Çarşamba günü, eşkıya Meclis’teydi. Daha kalabalık olmalarına güvenerek, kürsüde konuşan milletvekiline saldırdılar.
Tedhişçi; yani, etrafa dehşet salarak karşılarındakileri yıldırıp sindirmek üzere şiddet uygulayan/şiddet uygula(t)ma tehdidinde bulunan; kısacası tam tamına terörist ve de bütün cahillikleri ve canilikleriyle kürsüde konuşan insana “terörist” diye bağıran.
Konuşarak terörist olunmaz; hele milletin vekilini Meclis’ten kovmak kimsenin haddine düşmez; ama bunlar haddini bilmez, daha doğrusu haddi olmayan canlılar. Her kelime, bunların ağızlarında söz olmaktan çıkıp, kendi durumlarına işaret eden seslere, yani nidaya dönüşüyor; ki, karşısındakini korkutmak isteyen köpeğin havlaması veya kendisine eş arayan eşeğin anırtısı da bir nidadır.
Eşek de, köpek de birer hayvan türü; ama hayvan diye bir canlı türü yok. Buna karşılık ‘insan’, eşekten, köpekten, gergedan veya balinadan farklı bir canlı türüdür. Bu türe mensup canlıların ister kadın olsun ister erkek, ister zenci olsun ister beyaz, ister Eskimo olsun ister Fransız, ister Budist olsun ister Müslüman, ister Sünnî olsun ister Şiî, ister dindar olsun ister dinsiz/din karşıtı/ateist, aynı türden olma temelinde birbirleriyle mutlak biçimde eşit ve eşit haklara sahip olmalarının hukuksal temeli, laikliktir.
Hayvanların en vahşî ve en canavarsı olanları bile kendi türleri içlerinde dil, din, mezhep vb… ayırımcılığı yapamayacaklarına göre, laiklik karşıtı olmak da insana mahsustur.

Laiklik karşıtı olmak insana mahsustur; ama, böylesi bir canlı, sadece zoo-biyolojik düzeyde bir insan, dolayısıyla insanın türsel tekliğinin, bu arada kendisinin de insan olduğunun bilincine ulaşamamış bir yaratık olup, biz insanlara her an her türlü zararı verebilecektir: Kesinlikle toplumdan tecrit edilmesi, tercihan da ‘etkisiz hâl’e getirilmesi iktiza eder; kendisini cezalandırmak değil, fakat insanlığın hayrı için.

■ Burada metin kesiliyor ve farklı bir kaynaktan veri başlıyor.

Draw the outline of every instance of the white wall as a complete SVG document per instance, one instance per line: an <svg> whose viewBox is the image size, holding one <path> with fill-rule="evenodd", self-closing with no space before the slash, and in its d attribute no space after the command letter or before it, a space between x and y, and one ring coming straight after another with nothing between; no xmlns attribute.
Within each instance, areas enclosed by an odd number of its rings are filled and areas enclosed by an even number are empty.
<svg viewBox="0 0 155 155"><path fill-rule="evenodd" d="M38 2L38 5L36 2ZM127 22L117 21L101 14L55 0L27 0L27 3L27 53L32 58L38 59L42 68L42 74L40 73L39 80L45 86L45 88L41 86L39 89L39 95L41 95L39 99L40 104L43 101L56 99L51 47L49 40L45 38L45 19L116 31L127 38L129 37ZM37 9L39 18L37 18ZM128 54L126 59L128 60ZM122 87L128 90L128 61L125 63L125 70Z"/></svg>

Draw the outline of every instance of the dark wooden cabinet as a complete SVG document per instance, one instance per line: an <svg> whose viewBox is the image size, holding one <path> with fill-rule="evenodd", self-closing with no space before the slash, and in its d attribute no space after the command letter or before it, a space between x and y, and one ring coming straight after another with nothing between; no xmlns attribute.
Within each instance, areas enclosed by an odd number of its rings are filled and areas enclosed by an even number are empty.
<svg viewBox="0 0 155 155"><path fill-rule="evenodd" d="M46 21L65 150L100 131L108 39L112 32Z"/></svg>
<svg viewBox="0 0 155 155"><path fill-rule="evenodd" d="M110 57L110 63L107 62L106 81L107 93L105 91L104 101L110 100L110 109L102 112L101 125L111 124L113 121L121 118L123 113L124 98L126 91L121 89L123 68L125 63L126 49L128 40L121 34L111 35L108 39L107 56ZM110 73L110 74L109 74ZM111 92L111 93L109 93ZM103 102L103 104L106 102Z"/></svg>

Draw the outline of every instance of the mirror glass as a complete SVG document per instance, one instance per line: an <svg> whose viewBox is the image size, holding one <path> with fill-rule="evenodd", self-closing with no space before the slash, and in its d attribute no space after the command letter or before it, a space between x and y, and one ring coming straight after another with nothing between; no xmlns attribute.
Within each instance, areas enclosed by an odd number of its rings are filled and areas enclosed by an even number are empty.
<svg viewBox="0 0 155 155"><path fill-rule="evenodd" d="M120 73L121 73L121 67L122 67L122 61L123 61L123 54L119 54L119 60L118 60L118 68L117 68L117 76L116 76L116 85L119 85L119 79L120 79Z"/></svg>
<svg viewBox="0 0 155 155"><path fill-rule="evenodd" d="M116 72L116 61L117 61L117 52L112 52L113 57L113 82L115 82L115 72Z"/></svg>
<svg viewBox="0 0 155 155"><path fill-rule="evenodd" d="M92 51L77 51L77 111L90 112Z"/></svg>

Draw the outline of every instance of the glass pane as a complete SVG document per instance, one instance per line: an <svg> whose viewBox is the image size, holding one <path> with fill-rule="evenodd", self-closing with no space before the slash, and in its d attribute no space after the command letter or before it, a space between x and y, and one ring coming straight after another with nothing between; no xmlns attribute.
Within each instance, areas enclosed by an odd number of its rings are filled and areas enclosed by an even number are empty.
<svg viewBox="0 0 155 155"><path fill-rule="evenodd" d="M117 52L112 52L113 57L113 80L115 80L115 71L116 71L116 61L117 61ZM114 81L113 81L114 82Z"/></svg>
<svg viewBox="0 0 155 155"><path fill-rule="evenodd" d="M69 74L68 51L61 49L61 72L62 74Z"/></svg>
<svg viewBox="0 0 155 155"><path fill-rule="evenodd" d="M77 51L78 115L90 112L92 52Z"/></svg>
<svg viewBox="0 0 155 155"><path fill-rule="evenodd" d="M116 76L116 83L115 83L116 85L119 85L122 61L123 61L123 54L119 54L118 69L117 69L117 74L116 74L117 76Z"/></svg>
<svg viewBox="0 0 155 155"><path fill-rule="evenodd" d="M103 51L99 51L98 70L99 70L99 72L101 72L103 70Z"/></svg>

Yazımızı şöyle bitirelim: Laiklik yönetsel, hukuksal, siyasal bir ilke olup, gerçek kişilerin –‘devletin laikliği’ anlamında- laik; yani bütün inançlara eşit mesafede bulunuyor olması ne denli mümkün değilse, devletin laikliği ilkesinden yana olmaksızın da ahlaki açıdan bir insan bireyi ve vatandaşlık haklarına sahip bir hukuk öznesi olarak kabul edilmesi mümkün değildir.